Qui peut croire pardi aux fadaises des réformes et de la volonté du changement alors que, chez nous, rien ne fonctionne correctement à commencer par les classes désertées, ces derniers jours, de nos écoles en raison des mouvements sociaux intempestifs, et en terminant par le grand vide qui règne dans les couloirs du siège dela magistrature suprême à Al-Mouradia? Personne à moins qu'il y ait des fous ou des idéalistes ! Ceux qui en souffrent le plus sont nos jeunes. Formés sous le parrainage idéologique d'une école défaillante et sans repères (sinistrée selon l'excellente formule du feu M. Boudiaf), baratinés par les faux idéaux d'une histoire travestie, tiraillés entre la boussole orientale et l'attraction occidentale et rongés par la précarisation inquiétante du marché du travail, ils paient au prix fort l'impéritie bureaucratique de la gérontocratie. Celle-ci est le mal parallèle du système.

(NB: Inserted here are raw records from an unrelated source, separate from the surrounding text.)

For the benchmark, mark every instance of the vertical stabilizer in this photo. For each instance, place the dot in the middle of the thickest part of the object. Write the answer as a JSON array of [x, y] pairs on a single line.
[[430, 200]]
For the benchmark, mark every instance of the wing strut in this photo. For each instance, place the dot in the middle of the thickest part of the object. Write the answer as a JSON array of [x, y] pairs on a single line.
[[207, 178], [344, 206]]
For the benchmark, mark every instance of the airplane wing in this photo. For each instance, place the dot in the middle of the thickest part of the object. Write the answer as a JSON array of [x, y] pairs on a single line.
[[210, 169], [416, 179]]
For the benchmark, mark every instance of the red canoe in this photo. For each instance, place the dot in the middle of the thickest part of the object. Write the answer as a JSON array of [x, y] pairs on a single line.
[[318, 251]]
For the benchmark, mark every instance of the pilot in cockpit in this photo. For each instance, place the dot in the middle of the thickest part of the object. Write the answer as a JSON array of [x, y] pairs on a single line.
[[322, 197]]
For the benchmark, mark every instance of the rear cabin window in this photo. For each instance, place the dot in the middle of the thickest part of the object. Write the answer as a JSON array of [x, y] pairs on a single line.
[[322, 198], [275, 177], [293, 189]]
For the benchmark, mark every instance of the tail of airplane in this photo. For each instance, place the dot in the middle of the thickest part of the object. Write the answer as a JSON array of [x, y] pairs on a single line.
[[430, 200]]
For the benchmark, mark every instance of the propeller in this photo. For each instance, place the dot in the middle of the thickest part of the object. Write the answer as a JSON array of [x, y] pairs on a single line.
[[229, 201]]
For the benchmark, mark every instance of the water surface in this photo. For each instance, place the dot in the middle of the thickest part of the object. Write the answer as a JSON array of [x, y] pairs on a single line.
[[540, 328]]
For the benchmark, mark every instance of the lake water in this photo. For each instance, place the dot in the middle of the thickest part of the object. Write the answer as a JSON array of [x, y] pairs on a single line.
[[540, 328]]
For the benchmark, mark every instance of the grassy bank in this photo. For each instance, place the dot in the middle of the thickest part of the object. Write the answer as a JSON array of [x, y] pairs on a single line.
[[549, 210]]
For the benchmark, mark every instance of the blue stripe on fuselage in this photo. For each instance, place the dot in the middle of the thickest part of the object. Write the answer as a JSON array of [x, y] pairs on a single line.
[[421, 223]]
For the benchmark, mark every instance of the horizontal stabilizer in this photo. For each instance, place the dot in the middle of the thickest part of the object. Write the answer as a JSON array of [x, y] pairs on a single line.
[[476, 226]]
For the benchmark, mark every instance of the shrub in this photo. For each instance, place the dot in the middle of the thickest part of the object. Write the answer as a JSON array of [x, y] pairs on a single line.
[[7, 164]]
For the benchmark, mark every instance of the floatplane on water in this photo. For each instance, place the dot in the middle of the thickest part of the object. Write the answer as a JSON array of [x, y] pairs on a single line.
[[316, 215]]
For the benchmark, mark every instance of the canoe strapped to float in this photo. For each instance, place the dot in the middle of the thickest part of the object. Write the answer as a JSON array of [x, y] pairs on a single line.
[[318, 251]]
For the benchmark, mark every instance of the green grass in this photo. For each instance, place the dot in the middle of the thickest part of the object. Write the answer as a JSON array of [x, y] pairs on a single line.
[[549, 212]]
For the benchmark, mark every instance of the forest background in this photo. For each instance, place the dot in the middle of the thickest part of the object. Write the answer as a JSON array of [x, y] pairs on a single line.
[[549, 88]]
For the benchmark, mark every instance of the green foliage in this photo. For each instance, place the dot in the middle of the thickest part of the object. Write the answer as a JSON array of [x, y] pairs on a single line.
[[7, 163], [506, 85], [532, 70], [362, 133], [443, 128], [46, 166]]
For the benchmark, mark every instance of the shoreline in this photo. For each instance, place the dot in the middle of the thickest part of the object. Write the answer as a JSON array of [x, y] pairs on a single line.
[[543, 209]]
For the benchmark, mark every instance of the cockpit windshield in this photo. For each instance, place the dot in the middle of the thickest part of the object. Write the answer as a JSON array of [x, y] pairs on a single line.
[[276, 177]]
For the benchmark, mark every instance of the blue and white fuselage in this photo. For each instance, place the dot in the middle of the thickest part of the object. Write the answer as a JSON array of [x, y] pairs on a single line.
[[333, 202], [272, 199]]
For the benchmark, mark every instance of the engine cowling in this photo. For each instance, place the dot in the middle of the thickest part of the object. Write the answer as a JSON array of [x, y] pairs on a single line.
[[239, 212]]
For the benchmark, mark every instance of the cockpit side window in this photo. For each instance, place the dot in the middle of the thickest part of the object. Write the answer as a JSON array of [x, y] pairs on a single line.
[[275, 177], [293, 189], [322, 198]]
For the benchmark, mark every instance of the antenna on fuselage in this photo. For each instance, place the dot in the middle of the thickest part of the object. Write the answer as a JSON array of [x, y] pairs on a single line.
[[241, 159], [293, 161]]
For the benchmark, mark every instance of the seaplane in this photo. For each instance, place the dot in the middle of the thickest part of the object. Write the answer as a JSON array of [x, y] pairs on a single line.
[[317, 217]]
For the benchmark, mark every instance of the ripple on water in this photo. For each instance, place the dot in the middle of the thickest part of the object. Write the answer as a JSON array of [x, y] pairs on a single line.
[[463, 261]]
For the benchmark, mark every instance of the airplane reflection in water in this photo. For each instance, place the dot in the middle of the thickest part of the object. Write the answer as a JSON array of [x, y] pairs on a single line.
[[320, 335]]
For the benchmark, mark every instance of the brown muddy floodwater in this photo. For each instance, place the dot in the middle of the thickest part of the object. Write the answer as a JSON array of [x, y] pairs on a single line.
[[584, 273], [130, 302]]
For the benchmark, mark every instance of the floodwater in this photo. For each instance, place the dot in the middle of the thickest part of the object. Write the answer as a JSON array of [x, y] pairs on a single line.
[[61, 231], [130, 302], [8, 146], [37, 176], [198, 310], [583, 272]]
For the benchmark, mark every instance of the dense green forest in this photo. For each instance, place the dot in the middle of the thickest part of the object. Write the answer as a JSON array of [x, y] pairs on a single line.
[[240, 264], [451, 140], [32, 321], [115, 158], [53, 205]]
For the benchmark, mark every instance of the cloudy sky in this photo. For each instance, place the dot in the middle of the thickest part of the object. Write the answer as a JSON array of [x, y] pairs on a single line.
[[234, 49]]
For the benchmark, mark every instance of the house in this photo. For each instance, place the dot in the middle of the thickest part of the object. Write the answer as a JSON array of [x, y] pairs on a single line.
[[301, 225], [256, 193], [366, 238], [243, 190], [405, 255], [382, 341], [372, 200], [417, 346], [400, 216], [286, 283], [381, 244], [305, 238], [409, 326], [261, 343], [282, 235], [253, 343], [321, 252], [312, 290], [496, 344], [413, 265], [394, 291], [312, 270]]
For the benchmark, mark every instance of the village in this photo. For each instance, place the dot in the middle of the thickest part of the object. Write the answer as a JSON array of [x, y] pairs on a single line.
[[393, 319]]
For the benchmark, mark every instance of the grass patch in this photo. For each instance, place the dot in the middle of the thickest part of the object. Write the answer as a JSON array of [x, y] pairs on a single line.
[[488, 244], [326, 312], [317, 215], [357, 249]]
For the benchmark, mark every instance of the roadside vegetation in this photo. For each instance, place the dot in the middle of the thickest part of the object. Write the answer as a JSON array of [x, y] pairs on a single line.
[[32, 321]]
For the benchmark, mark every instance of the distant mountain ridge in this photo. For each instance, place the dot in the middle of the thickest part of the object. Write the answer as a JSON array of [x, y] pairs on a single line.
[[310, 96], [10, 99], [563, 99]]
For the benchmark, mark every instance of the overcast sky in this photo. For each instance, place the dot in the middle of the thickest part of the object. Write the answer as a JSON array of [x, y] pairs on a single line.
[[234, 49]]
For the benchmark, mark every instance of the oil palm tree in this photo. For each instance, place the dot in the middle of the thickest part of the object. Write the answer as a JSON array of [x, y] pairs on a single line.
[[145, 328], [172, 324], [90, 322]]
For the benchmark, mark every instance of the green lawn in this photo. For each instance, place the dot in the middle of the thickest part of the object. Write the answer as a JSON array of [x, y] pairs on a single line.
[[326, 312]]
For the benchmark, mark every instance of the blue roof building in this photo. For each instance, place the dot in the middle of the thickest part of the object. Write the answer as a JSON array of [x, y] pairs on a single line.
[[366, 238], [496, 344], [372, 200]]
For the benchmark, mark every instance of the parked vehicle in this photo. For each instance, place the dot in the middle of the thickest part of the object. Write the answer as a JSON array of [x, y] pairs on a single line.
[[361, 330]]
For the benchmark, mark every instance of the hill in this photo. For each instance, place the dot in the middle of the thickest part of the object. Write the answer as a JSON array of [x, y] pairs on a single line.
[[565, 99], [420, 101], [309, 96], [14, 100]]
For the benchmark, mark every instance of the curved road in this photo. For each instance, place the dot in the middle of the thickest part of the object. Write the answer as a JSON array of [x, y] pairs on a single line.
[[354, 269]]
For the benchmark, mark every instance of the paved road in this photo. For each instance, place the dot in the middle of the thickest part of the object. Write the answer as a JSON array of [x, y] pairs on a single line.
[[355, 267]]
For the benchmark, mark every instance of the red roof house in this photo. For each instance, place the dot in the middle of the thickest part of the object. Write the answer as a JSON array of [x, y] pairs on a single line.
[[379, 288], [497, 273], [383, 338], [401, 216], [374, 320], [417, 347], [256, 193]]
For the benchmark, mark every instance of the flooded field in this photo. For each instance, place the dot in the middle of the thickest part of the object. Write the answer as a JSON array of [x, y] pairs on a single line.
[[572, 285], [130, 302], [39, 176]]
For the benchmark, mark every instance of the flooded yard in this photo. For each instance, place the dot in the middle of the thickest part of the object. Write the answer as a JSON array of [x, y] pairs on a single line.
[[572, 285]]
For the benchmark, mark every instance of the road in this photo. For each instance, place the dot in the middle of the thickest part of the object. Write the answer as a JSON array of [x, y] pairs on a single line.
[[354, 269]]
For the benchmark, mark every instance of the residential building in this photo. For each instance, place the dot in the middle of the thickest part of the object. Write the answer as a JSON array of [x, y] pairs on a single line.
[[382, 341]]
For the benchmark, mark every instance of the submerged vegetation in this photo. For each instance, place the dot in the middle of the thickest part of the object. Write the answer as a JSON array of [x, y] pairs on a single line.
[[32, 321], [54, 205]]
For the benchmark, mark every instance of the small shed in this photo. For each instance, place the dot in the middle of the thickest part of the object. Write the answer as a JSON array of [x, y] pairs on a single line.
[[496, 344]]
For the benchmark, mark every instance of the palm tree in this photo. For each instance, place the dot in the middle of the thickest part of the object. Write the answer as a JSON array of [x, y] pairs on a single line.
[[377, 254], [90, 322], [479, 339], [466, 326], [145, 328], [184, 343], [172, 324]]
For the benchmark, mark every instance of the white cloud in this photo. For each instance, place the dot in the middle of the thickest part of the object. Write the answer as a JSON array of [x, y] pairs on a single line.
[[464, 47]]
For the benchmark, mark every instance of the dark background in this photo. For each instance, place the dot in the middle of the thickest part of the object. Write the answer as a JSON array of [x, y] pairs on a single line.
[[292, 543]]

Système mais lequel en effet? Sans doute,ce gouffre mental, culturel, social, politique sans aspérités à l'intérieur duquel s'est forgé cette idéologie de l'assistanat et ses corollaires : la tutelle et le mépris. Présente partout, collée à ses privilèges, têtue dans ses réflexes, uniformisée dans sa pensée, déconnectée par rapport au monde, cette gérontocratie-là forme cette engeance frustrée du tutorat, auréolée des glorioles d'une guerre à laquelle en 2015 trois tiers des Algériens de la nouvelle génération n'y connaissent que très peu ou presque rien du tout, hélas. Ce qui revient à mettre dans le même bénitier le mal, ses symptômes et ses effets collatéraux.

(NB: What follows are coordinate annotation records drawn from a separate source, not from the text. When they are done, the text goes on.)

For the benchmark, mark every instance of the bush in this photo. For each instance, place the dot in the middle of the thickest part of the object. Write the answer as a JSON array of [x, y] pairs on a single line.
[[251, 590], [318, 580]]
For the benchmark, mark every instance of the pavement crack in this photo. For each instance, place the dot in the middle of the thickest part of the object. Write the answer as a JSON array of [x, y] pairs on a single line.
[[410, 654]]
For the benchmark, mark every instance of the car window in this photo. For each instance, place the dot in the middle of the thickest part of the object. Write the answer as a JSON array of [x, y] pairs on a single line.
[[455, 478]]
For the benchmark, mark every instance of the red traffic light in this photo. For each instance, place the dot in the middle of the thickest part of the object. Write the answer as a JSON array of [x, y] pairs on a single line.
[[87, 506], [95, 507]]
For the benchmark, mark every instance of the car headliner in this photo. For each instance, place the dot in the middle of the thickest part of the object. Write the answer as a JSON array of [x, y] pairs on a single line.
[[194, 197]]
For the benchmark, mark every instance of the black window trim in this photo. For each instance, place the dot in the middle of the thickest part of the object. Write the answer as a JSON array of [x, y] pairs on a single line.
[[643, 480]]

 Or, quand on prive cette jeunesse de la prise de parole sur la place publique, quand on évite avec hypocrisie d'en faire cas, quand on ferme les portes et les fenêtres à toute brise printanière, on se déconsidère nous-mêmes dans cette culture du mépris et d'asphyxie, laissant le bateau de la nation se noyer dans l'entropie et la torpeur. Objet d'affliction générale pour certains, sujet de moquerie et de misérabilisme pour d'autres, la jeunesse de mon pays est, à proprement parler, un phénomène trop banalisé qui s'est depuis longtemps laissé tripoter les méninges par la propagande officielle avant de s'être vu enfin épuiser dans toutes ses possibilités de résistance à la pression : chômage, précarité, incompréhension, hogra, dégradation de cadre de vie, etc. Vaincue par la lourde artillerie de ce que j'appelle «l'hypnose sociale»à savoir l'A.N.S.E.J et le reste, elle s'est réfugiée dans la paresse, la frime et l'esbroufe, essorées par l'agrégat rentier du «moins effort, plus de richesse», insidieusement relayé par les success-stories des «golden-boys» de la corruption systématisée. Ce qui équivaudrait à une dégénérescence lente et en mode mineur de toute implication sociale de cette importante tranche sociale, son engagement, ou sa participation à la construction citoyenne de l'Algérie nouvelle. Ce n'est d'ailleurs pas étonnant que l'on voit un documentaire diffusé par l'une des chaines télévisées du terroiroù l'on critique la nonchalance et la fainéantise du jeune algérien par rapport aux travailleurs asiatiques. La faute est à qui ?

A ce jeune berné par son environnement «moralement» pollué ou à ces caciques qui ne rêvent que du confort du fauteuil, quitte à brader toute valeur du travail, de ponctualité, du sérieux, d'assiduité et d'attachement au pays. En réalité, s'il y a une force capable de fomenter le changement, ce serait cette jeunesse aujourd'hui martyrisée. Cette jeunesse qui se mortifie malheureusement en Algérie dans sa marge, qui se vieillit avant terme, qui se suicide à petit feu dans sa majorité et à grand feu pour certains «les plus malchanceux». Cette jeunesse à laquelle on n'a pas appris l'exercice de responsabilités, le sens des défis et la symbolique de la patrie pour s'attendre, effet de miracle aidant, à un changement en perspective.